The survey reported that 81% of respondents observed increased environmental attitudes in their school garden participants, while 67.3% reported observing improvments in health and nutrition.
The survey found that the top three factors/resources that would best support academic instruction in the garden are teacher training in garden-based learning instruction (65%), access to garden-based curriculum/education materials (45.8%), and lesson planning time (37.6%). In addition, 51.5% of respondents indicated that their staff has received no garden-based professional development in the past three years. Respondents indicated that the professional development topics that they would attend or like to see offered in their area are "Connecting the garden to Common Core English/Language Arts and Math" (66%), "Connecting the garden to Next Generation Science Standards" (62%), and "Garden enhanced nutrition education" (53.4%). In terms of support organizations, the majority of respondents (40.5%) indicated that non-profit support organizations have collaborated with their school garden during the last academic year.

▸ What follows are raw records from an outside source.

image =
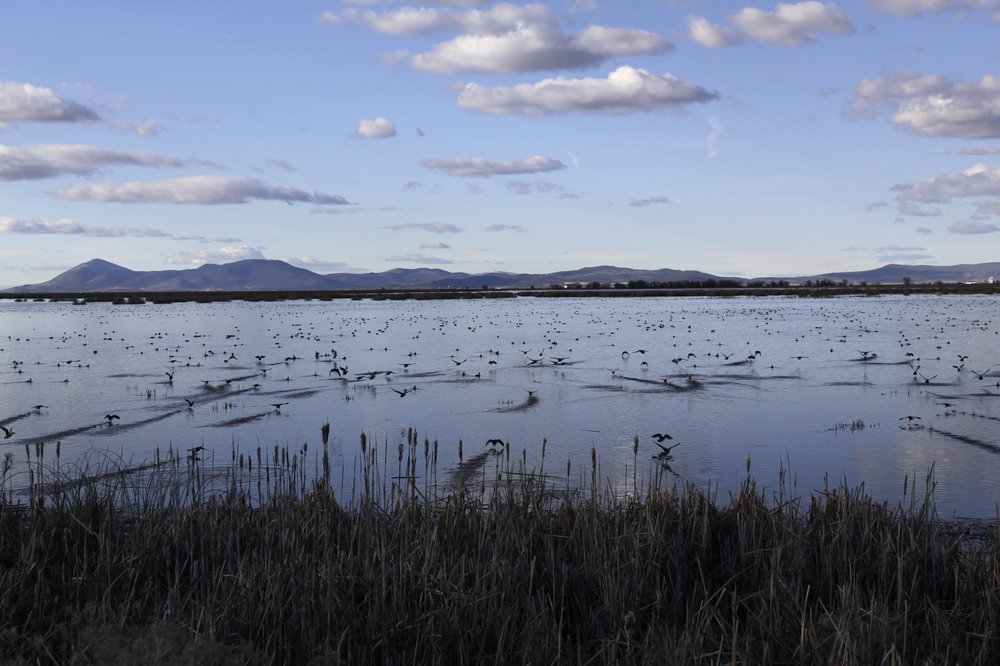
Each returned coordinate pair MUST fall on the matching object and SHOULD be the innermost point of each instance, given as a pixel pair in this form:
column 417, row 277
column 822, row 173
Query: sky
column 746, row 140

The survey also found that teachers do the most on-going garden site maintinence (i.e. caring for plants, watering, repairs), and take the most responsibility of management of the garden (i.e. fundraising, planning, coordination). In addition, 61.4% of respondents cited that there are no paid staff that manage the garden or teach in the garden outside of classroom teachers. The majority of respondents indicated that volunteers spend 0-3 hours on average per week in the garden. Lastly, the survey found that responsibility for summer maintinence of the garden is most often taken on by parent volunteers (40.7%) and teachers (31.9%).
In terms of school garden budgets, the survey found that total school garden budgets most often range between $0 and $499. During the last academic year, 49.8% of respondents indicated that their school garden has received funds from grants and/or foundations.

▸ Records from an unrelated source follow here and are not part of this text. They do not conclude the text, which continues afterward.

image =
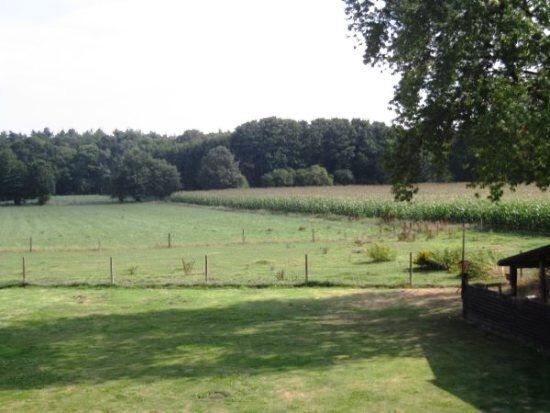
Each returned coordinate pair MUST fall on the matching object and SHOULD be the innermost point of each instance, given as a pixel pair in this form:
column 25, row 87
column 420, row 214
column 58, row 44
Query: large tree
column 474, row 74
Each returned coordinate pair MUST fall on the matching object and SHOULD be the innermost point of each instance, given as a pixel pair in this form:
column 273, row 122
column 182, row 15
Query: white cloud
column 169, row 65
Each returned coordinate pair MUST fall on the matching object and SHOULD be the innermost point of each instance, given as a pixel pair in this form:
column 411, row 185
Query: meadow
column 148, row 344
column 74, row 238
column 252, row 350
column 526, row 209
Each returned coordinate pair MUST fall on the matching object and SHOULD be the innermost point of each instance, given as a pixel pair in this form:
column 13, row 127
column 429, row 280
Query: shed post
column 514, row 281
column 543, row 285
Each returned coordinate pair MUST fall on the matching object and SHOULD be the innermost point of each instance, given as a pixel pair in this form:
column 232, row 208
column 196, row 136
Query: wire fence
column 245, row 260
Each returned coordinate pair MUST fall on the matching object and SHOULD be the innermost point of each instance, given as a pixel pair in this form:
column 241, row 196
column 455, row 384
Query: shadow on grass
column 262, row 336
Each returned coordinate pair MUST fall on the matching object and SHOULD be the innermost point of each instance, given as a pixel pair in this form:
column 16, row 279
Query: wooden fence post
column 514, row 281
column 410, row 269
column 543, row 284
column 521, row 269
column 306, row 269
column 462, row 265
column 111, row 270
column 206, row 269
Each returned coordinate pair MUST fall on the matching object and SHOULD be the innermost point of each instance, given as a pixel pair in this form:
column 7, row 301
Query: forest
column 266, row 152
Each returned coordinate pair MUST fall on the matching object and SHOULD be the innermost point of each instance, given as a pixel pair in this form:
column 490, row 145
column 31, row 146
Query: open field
column 427, row 192
column 269, row 350
column 526, row 209
column 74, row 238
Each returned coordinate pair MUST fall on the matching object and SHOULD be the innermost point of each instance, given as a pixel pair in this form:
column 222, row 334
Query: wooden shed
column 526, row 319
column 537, row 258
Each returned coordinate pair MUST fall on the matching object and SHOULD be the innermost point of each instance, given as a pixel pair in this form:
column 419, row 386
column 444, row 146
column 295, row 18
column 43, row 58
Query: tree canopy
column 474, row 77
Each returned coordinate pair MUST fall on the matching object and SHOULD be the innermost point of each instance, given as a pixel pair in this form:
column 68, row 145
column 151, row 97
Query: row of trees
column 266, row 152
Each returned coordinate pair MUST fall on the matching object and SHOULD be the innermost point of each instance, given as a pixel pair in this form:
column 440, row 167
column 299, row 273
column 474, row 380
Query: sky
column 171, row 65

School gardeners indicated that the three elements that would most benefit their school garden program overall are funding (62.7%), a garden coordinator staff position (39.9%), and time scheduled within the school day for garden instruction (34.2%). Respondents were also asked hypothetically, if their school garden was granted $10,000 for the next year, what are the top two things that they would they spend that money on? The physical site was reported to take top priority, with 74.3% of respondents indicating that they would spend the money on improving or adding features within the garden (such as gathering areas, plants, hardscape, irrigation, signage, kitchen, raised beds, garden tools, compost materials, etc.) The second priority was paid staff, for which 46.8% of respondents said that they would alot some (or all) of the money to hiring paid garden staff.
The California School Garden Survey also included questions for respondents who do not have school gardens. When asked to indicate the reasons that best describe why their school does not have a garden program, the majority of respondents, 69.1%, cited lack of funding as a reason for not having a school garden. In addition, 49.4% of respondents cited lack of staffing and lack of garden supplies as other reasons why their school is not able to have a garden program. Encouragingly, 81.3% of the schools that reported not having garden programs indicated that their school does have ambitions or plans for building a garden in the future.
Life Lab would like to thank the 552 survey respondents that took the time to complete the 2013-2014 California School Garden Survey.